总统觉得这番话不像是项祭然这个脑子能够说出来——
因为它有些过于有逻辑,而且讲得通了。
向后靠在沙发上,总统并没有立刻答应,他的视线在项祭然和总统桌上的绿地旗帜之间来回摇摆,在他表态之前,一通电话打了进来。
接起来“嗯”了两声,总统起身准备离开:
“我出去一下,你先回去。这件事情我会考虑的。”
“好的,爸,您路上小心。”
项祭然可能也只有在总统面前人模人样了,他一脸恭敬地送总统出去,等人走了之后,没大没小地坐在总统椅上,脚丫子搭在桌子上,一边活动着脖颈,一边把玩着桌子上的打火机:
“尊敬的祁队长,在您杀了我之前,还是我先自保一下吧。不过您也别担心,我可不会揭穿你,做这种小孩子过家家的功夫。”
把柄,肯定是要留在最后再用的。
“咚咚咚。”
办公室的门再次被扣响了,项祭然靠在椅子上优哉游哉,转到后面背对着门,他看着落地窗外的风景,没有出声。
“咯吱——”
很快,门就被推开了。
而先进来的是祁宇,金秘书的声音随后赶到。
“祁队!”
祁宇的脚已经踏了进去,金秘书在后面喊了一声:
“祁队,总统出去开会了,您找他吗?”
“总统不在么?”
祁宇隐隐约约能够看到总统的椅子上坐了一个人,他没有说话,而是给了金秘书一个眼神。
金秘书脚步一顿,耸了耸肩,而后走到祁宇面前,将脑袋探进去的时候也注意到那里坐了个人。
是谁?
金秘书的大脑飞速旋转,虽然已经得到了一个答案,但还是抱着一丝侥幸——
总不能是那位爷吧?
这是闹哪样啊?
“总统不在的话我就先走了。

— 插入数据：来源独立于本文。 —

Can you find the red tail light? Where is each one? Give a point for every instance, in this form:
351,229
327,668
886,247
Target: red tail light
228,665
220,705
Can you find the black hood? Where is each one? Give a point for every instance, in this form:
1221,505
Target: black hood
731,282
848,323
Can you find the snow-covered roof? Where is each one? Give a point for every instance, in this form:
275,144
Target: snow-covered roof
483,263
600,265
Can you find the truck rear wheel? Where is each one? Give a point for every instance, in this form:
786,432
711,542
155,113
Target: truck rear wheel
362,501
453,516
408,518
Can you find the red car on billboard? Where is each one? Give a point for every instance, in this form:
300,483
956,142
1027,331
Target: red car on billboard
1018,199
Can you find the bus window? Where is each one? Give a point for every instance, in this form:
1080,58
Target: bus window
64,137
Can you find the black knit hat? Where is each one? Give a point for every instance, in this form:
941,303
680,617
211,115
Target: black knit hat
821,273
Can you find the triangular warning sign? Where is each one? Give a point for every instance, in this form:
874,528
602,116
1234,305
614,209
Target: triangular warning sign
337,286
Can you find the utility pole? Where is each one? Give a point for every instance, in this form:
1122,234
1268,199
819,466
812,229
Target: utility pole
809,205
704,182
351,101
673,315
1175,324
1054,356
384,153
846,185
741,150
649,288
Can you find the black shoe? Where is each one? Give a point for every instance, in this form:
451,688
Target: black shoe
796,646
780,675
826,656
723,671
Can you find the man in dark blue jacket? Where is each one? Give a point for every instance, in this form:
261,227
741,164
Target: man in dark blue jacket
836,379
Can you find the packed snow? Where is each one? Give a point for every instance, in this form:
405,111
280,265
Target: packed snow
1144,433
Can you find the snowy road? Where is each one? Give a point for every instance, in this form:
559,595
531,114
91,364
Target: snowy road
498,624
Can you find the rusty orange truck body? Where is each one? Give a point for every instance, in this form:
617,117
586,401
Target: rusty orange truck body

”
祁宇转身要关门,金秘书先一步走了出去:
“那我们一块走吧,祁队。”
项祭然没有动,而是等门被关上之后,他微微侧头看了一眼门口,若有所思——
我到底要不要让祁宇知道我的眼睛和耳朵其实没事儿?
毕竟如果看不见也听不见,老爹也没办法把我塞到军事中心啊。
他想摊牌。
可又怕摊牌之后,两人之间本来就不算浅的鸿沟变得更加不可逾越。
毕竟作为那个小混混,项祭然偶尔还能和祁宇挤在一张床上。
但作为小少爷,祁宇可是已经将枪都抵到了自己头上。
这个疑问困惑了项祭然一天,直到他再次回到祁宇家的时候,一进门就看到祁宇坐在客厅沙发上,像是审视犯人一样看着自己。
项祭然知道——
这肯定是因为窃听器和针孔摄像机的事情。
装作没看见祁宇,项祭然摸索着周围的家具准备上楼。
“站住。”
祁宇的声音突然传来,项祭然装作没听见,而他起身两步来到少年面前,一把捏住了他的下巴,项祭然感觉牙关一阵发酸。
“祁队长,怎么了?”
项祭然摸出手机打出了这几个字,他注意到房子里的下人都被打发走了,倪尔也不在,刚才接自己回来的令桦也并没有跟进来。
而祁宇穿着一身黑色的浴袍,白皙的胸膛露了出来。
口袋里鼓鼓囊囊。
那一瞬间,项祭然的脑袋里想了很多——
口袋里是枪?
祁宇怀疑我了?
的确,黑色的浴袍不容易看出血的痕迹,而且他里面没有再穿别的衣服,如果杀了我更方便清理身上的痕迹。
他里面没穿衣服?
操,现在是想这个的时候吗?
想着想着,大脑差点儿被项祭然给丢掉,他叹了口气,在祁宇张口之前,先委屈地吧嗒吧嗒掉眼泪。
隔着墨镜,祁宇虽然看不清项祭然的眼神,但捏着他下巴的手也被打湿了。